"Hamas communicated with the Bedouins and agreed that they would provide them with ordnance in exchange for assistance in freeing their comrades from Egyptian prisons."
This is interesting because unlike a lot of the conspiracy theories floating around the region, this seems plausible and grounded in reality.
It was an event easily overlooked during the pandemonium that engulfed Egypt in the 2011 uprising against Hosni Mubarak and his regime.
Shortly after 2am on January 30, 2011, Mohammed Morsi and 31 other members of the Muslim Brotherhood escaped from a maximum-security prison complex 120 kilometres north of the capital, Cairo.
Besides senior Brotherhood officials, some 40 members of two other prominent regional Islamist groups – Hamas and Lebanon's Hizbollah – also escaped.
Once considered a footnote to the cataclysmic events that were then sweeping Egypt, the prison break and its hints of regional Islamist involvement are now set to take centre stage in legal efforts by Egyptian authorities to prevent the jailed Mr Morsi and other senior members of his Islamist-led government from returning to political life.

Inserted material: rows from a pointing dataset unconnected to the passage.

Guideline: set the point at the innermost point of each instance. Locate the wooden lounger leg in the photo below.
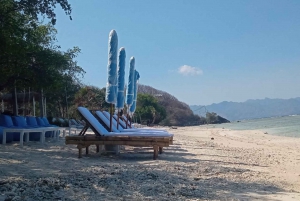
(160, 150)
(87, 150)
(79, 151)
(155, 153)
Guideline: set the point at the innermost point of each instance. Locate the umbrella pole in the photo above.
(118, 119)
(130, 121)
(127, 120)
(111, 113)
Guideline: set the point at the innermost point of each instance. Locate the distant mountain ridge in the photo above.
(251, 109)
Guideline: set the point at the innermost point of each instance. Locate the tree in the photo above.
(92, 98)
(149, 109)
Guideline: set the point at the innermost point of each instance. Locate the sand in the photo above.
(203, 164)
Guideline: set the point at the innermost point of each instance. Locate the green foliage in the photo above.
(149, 109)
(29, 56)
(90, 97)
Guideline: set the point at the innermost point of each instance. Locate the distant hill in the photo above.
(178, 113)
(251, 109)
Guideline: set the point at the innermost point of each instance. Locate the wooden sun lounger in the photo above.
(84, 141)
(88, 140)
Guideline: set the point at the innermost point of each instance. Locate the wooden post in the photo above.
(2, 105)
(127, 120)
(155, 153)
(111, 114)
(41, 102)
(15, 102)
(160, 150)
(33, 100)
(86, 150)
(79, 151)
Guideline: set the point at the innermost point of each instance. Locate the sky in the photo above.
(201, 52)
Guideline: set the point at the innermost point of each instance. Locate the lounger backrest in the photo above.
(120, 120)
(6, 121)
(106, 121)
(94, 123)
(115, 123)
(45, 121)
(40, 122)
(125, 119)
(31, 121)
(19, 121)
(73, 122)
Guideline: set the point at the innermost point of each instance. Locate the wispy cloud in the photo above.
(189, 70)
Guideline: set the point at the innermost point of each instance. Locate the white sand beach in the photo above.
(203, 164)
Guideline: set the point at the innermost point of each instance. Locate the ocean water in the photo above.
(283, 126)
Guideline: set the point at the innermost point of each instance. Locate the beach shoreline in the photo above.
(203, 164)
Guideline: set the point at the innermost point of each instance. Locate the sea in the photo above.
(283, 126)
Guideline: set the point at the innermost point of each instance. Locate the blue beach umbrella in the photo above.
(130, 88)
(133, 106)
(121, 81)
(112, 80)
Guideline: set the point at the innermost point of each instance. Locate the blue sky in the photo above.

If convicted on charges of espionage, Mr Morsi and his top aides could be sentenced to death.
Hisham Barakat, the public prosecutor in the case, alleged that Mr Morsi secretly colluded with Hamas, the Islamist movement that rules the Gaza Strip, in planning an assault on the prison in 2011.

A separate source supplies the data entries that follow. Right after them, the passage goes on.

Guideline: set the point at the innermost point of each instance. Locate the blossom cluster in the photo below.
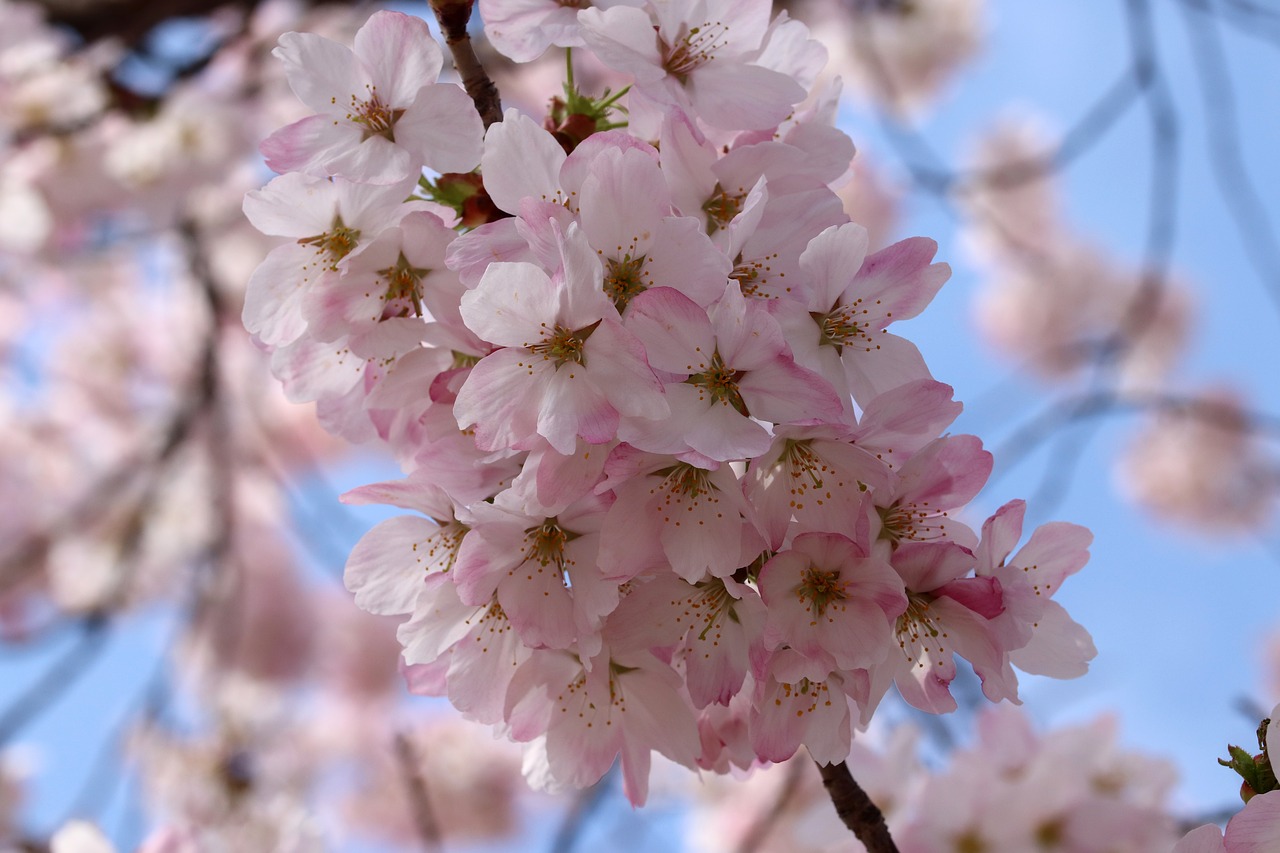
(1011, 789)
(676, 483)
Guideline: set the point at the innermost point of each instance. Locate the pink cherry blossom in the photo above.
(379, 113)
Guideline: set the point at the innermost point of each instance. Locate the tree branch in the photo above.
(856, 810)
(420, 803)
(453, 16)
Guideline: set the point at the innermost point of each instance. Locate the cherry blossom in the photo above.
(379, 115)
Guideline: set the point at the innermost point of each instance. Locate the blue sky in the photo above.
(1179, 617)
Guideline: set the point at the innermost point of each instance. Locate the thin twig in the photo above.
(60, 676)
(415, 784)
(856, 810)
(586, 803)
(453, 16)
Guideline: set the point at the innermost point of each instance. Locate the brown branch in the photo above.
(419, 802)
(453, 16)
(856, 810)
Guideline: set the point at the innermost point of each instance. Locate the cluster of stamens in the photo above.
(721, 383)
(845, 325)
(375, 117)
(819, 589)
(563, 346)
(693, 49)
(625, 279)
(915, 628)
(403, 296)
(334, 243)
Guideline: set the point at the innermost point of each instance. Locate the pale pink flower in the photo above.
(851, 300)
(522, 30)
(831, 602)
(80, 836)
(567, 368)
(918, 46)
(672, 514)
(379, 113)
(1037, 630)
(713, 628)
(1202, 465)
(813, 478)
(800, 702)
(704, 58)
(625, 705)
(726, 369)
(327, 219)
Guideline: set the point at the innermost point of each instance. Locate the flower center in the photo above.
(544, 544)
(403, 295)
(334, 243)
(722, 206)
(693, 49)
(845, 325)
(376, 118)
(915, 625)
(901, 8)
(819, 589)
(910, 521)
(721, 382)
(624, 279)
(688, 480)
(563, 346)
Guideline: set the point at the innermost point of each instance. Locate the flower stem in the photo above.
(856, 810)
(453, 16)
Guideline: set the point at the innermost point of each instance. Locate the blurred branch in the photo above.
(420, 803)
(760, 829)
(856, 810)
(60, 676)
(585, 804)
(453, 16)
(1221, 126)
(129, 21)
(1014, 450)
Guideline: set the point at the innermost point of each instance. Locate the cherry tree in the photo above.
(675, 501)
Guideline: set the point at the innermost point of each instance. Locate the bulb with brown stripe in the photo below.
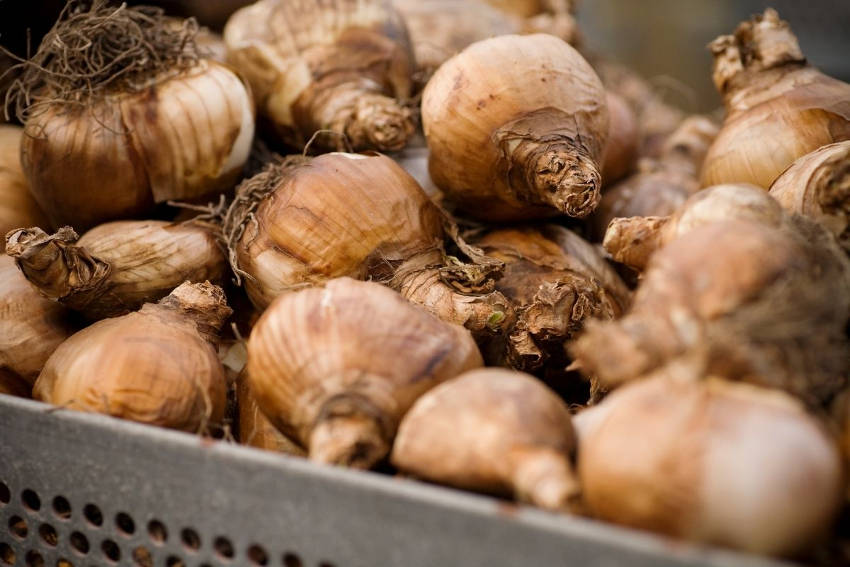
(122, 114)
(17, 206)
(778, 108)
(342, 68)
(117, 267)
(157, 365)
(325, 366)
(304, 221)
(516, 128)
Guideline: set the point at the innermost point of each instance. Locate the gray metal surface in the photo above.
(93, 490)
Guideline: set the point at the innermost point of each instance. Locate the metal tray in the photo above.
(81, 489)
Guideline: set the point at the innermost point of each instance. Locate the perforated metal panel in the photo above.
(78, 489)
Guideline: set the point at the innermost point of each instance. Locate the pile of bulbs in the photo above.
(600, 306)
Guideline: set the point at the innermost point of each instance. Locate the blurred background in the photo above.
(666, 39)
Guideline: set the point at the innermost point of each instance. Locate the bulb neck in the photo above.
(61, 270)
(544, 477)
(203, 303)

According to the testimony by Omar Suleiman, the powerful former director of Egypt's national intelligence directorate, the Wadi Natroun prison break may have been part of a well-planned operation to liberate jails across the country, carried out by Egyptian Bedouins with the help of Islamists in Egypt and abroad.
Testifying on September 14, 2011, in the trial of Mubarak on charges of complicity in the deaths of protesters during the 2011 uprising, Suleiman said Egypt's spy agencies started monitoring communications between members of Hamas and Bedouins in Sinai on January 26, 2011 - one day after mass protests broke out.

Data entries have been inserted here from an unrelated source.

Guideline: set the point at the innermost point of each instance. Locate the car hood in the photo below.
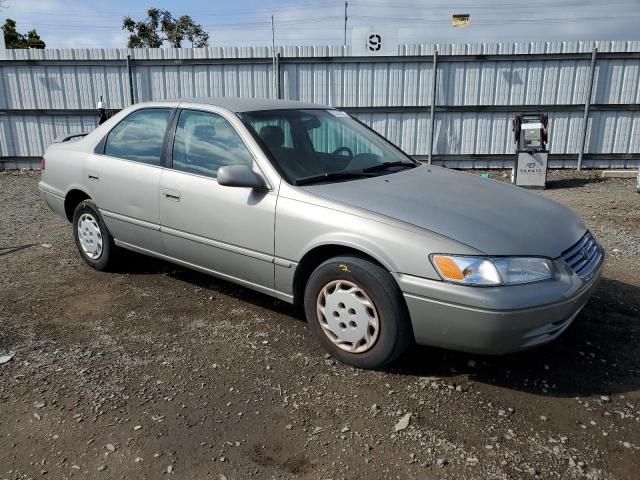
(494, 217)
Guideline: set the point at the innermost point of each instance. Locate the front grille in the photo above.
(584, 257)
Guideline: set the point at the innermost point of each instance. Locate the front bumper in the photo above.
(495, 320)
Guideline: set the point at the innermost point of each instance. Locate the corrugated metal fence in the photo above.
(479, 88)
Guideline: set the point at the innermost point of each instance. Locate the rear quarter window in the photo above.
(140, 136)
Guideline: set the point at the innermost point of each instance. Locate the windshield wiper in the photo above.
(385, 165)
(332, 176)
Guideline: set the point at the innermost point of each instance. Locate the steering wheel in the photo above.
(343, 149)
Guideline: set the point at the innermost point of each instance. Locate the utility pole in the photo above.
(273, 55)
(346, 5)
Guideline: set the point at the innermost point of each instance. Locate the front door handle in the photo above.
(172, 195)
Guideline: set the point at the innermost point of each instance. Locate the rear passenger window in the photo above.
(205, 142)
(140, 136)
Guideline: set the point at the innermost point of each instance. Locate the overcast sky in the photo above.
(98, 23)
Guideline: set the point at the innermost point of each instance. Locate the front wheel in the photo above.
(91, 236)
(356, 311)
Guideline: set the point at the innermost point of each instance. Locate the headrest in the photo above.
(203, 132)
(272, 135)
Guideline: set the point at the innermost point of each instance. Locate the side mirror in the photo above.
(240, 176)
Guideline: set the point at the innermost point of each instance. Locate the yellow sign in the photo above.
(461, 20)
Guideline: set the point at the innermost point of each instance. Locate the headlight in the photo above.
(492, 271)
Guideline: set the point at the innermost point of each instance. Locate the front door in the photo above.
(228, 231)
(124, 178)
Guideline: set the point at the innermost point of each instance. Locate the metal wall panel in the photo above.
(29, 135)
(44, 82)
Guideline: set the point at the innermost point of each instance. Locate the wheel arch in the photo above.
(319, 254)
(71, 200)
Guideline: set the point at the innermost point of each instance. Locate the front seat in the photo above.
(273, 136)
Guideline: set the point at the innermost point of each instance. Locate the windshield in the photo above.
(311, 146)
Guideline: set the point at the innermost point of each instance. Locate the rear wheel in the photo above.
(92, 238)
(356, 311)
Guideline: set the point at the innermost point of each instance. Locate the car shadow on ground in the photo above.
(597, 355)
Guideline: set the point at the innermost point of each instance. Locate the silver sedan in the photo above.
(305, 203)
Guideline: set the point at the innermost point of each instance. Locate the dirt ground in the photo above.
(159, 372)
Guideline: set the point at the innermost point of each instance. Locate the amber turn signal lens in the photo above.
(448, 268)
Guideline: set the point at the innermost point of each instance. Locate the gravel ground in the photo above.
(158, 372)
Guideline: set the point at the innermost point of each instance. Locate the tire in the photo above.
(336, 300)
(94, 242)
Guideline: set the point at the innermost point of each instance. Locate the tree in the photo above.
(14, 39)
(161, 26)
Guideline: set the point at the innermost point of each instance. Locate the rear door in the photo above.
(228, 231)
(124, 177)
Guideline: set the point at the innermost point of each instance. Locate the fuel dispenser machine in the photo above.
(530, 132)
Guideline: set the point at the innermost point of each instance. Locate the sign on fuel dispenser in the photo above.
(531, 132)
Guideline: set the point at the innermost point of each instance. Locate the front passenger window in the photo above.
(140, 136)
(205, 142)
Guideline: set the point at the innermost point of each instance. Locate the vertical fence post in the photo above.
(434, 84)
(132, 99)
(587, 105)
(277, 73)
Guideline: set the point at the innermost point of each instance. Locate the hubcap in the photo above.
(348, 316)
(90, 236)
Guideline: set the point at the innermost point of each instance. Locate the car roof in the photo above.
(238, 105)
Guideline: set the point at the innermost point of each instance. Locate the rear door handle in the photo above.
(172, 195)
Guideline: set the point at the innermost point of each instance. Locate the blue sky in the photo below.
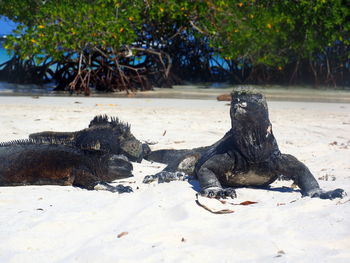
(6, 26)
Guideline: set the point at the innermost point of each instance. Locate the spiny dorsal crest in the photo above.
(103, 120)
(37, 141)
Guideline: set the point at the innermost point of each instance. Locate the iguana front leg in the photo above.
(291, 168)
(208, 176)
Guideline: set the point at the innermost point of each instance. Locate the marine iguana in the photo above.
(110, 136)
(29, 162)
(247, 156)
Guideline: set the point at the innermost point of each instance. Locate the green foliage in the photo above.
(263, 32)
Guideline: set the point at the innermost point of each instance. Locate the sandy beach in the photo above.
(162, 222)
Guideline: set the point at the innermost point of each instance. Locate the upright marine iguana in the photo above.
(247, 156)
(111, 136)
(29, 162)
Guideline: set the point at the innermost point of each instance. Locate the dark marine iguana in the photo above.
(30, 162)
(89, 158)
(111, 136)
(247, 156)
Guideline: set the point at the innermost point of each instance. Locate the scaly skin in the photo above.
(248, 155)
(29, 163)
(109, 136)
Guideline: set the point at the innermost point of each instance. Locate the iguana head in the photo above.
(112, 136)
(251, 125)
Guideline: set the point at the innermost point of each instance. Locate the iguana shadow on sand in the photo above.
(247, 156)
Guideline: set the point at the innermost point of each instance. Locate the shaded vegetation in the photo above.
(115, 45)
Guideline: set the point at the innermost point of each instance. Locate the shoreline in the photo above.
(162, 222)
(272, 93)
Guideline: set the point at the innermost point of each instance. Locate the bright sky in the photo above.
(6, 26)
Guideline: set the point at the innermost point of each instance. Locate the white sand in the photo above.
(164, 224)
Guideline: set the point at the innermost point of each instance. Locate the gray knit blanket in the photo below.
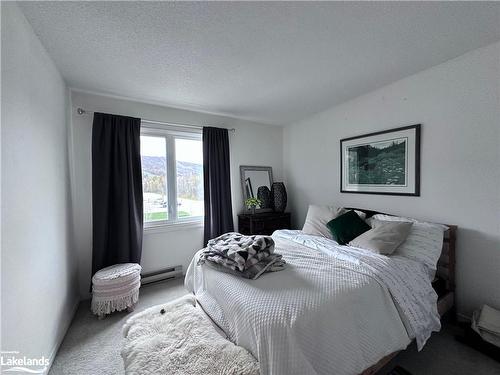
(245, 256)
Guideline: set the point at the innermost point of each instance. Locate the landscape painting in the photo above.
(378, 163)
(386, 162)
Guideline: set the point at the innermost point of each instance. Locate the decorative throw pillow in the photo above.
(346, 227)
(424, 243)
(384, 237)
(317, 218)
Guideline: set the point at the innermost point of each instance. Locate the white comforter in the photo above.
(334, 310)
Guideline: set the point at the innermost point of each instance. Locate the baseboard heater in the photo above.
(165, 274)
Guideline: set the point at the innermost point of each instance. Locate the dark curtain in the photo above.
(117, 219)
(216, 183)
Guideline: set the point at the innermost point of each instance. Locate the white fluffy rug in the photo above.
(181, 341)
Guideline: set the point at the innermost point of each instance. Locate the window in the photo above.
(172, 175)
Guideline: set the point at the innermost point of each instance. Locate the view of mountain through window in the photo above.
(181, 197)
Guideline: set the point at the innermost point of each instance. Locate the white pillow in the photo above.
(317, 218)
(424, 243)
(408, 219)
(384, 237)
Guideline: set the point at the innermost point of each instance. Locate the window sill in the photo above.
(173, 226)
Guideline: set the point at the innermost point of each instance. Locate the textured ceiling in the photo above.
(269, 62)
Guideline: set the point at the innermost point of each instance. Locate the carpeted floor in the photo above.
(93, 346)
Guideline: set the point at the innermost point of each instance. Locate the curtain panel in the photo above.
(216, 183)
(117, 206)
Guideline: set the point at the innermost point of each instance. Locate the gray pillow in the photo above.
(384, 237)
(318, 217)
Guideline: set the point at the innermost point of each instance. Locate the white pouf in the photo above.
(115, 288)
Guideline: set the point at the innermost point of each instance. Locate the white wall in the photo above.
(458, 105)
(251, 144)
(39, 287)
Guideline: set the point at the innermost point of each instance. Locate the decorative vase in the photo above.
(278, 194)
(264, 195)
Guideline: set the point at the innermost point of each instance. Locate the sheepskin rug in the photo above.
(178, 338)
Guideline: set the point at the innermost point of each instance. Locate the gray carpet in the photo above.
(92, 346)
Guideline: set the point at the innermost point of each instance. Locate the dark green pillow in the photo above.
(347, 227)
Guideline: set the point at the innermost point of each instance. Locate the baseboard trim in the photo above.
(463, 317)
(60, 339)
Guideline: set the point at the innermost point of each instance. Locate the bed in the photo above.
(333, 310)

"Hamas communicated with the Bedouins and agreed that they would provide them with ordnance in exchange for assistance in freeing their comrades from Egyptian prisons," said Suleiman, according to a transcript of his court testimony.
The Al Qassam Brigades, the militant wing of Hamas, "created a diversion so that the border guards would not pursue the smuggled ordnance. Thus the weapons, ammunition and explosives were successfully smuggled and given to the Bedouins," he said.
With up to 90 Gaza-based members of Hizbollah, Hamas militants then entered Egypt illegally and led the assaults on prisons across the country, said Suleiman, who died in July last year.
This would explain the links between Hamas and the outbreak of Sinai violence and Morsi's own attempt at crushing the military, while at the same time the military was keeping a tight lid on Hamas smuggling tunnels.
The Egyptian military knew or suspected that Hamas had linked up with Sinai Jihadists to carry out attacks in Egypt for the Brotherhood's gain.